Upon graduation, Schectman joined the military service and played on the armed forces team for three years, although at the time there was nothing ever said about the NBA’s first basket, and it remained a secret until the league decided to go way back in history and found out that Ossie Schectman was the one.
“My wife,” he said, “told me that we knew each other since high school and never, ever discussed anything about this. She then made some family and friends calls to let them know what has transpired.”
But because the NBA hadn’t been established yet with a full field of professional teams, Schectman had to wait, and so he hooked up with the Philadelphia team in the Eastern League until New York got together with the other NBA-bound teams and began signing the best players.
Knicks’ owner Ned Irish contacted Schectman and offered him $6,000 to sign and with a $4,000 bonus.
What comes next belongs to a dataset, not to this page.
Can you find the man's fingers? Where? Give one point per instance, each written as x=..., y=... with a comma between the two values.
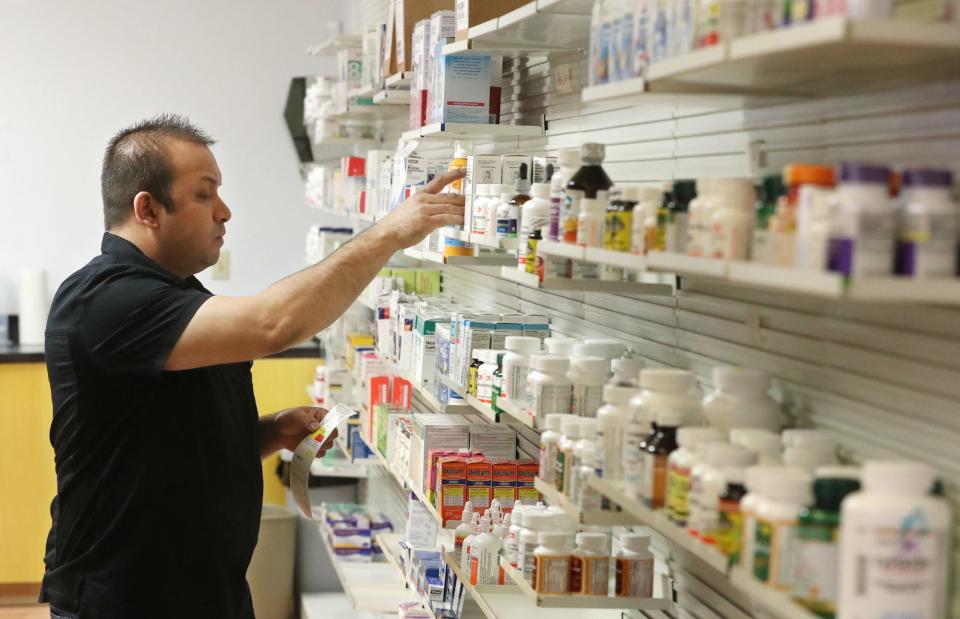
x=442, y=180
He took the court at the 69th Regiment Armory in Manhattan, the franchise’s first home while the first Madison Square Garden on 50th street and 8th avenue was being built.
He was just the fit for the Knickerbockers. He penetrated, displayed the popular 2-handed shot, played good smart defense. He was the team’s second-leading scorer and first in assists both with New York and 3rd in the NBA. He provided the leadership with his smarts and versatility
From the East Flatbush of Brooklyn, he began playing hoops at the age of 11. At nearby Samuel Tilden High School, he was a high school All-America, probably still has some records, and brought big crowds at home games when he took an average team to the public school city championship twice and won both times.
But little did he know about what was to come years later when he made a simple layup shot that was a secret until the NBA located him.
But disaster struck for him in the first round of the league’s initial post-season playoffs. He collided with the Chicago Stags’  Max Zaslofsky, ruptured his intestine. Spent time in the hospital and then decided he wasn’t fit to play anymore.
When he did change his mind, he couldn’t agree with Knickerbockers owner Ned Irish on salary, so he went back to the Eastern League and played three nights a week with the team from Paterson, N.J.
Then the Knickerbockers held a night for him at Madison Square Garden.
“It was wonderful,” he said, “something I can never forget. They introduced
Evelyn, we had friends and family there, Max Zaslofsky, my rival and then my Jewish buddy, was there, made a nifty statement in my honor, and it was an appreciate large crowd.
He and Zaslofsky both made the Jewish All-America list. For Ossie, there was also being named to the all-time NYC All High School team, the all-LIU team, and there’s recognized notice behind the trophy case of him in the present MSG.
The shiny silver plaque presented to him at the Miami Heat game against just the right opponent, the New York Knicks.
It said “Presented from the National Basketball Association to Ossie Schectman for the first basket in NBA history and in appreciation of your lifelong commitment to the game of basketball.”– November 5th, 1988.
On June 30th, 2013, Oscar Benjamin Schectman passed away at the age of 94, four years after his wife Evelyn died. He was able to sign his final autograph at the home for the elderly in Florida.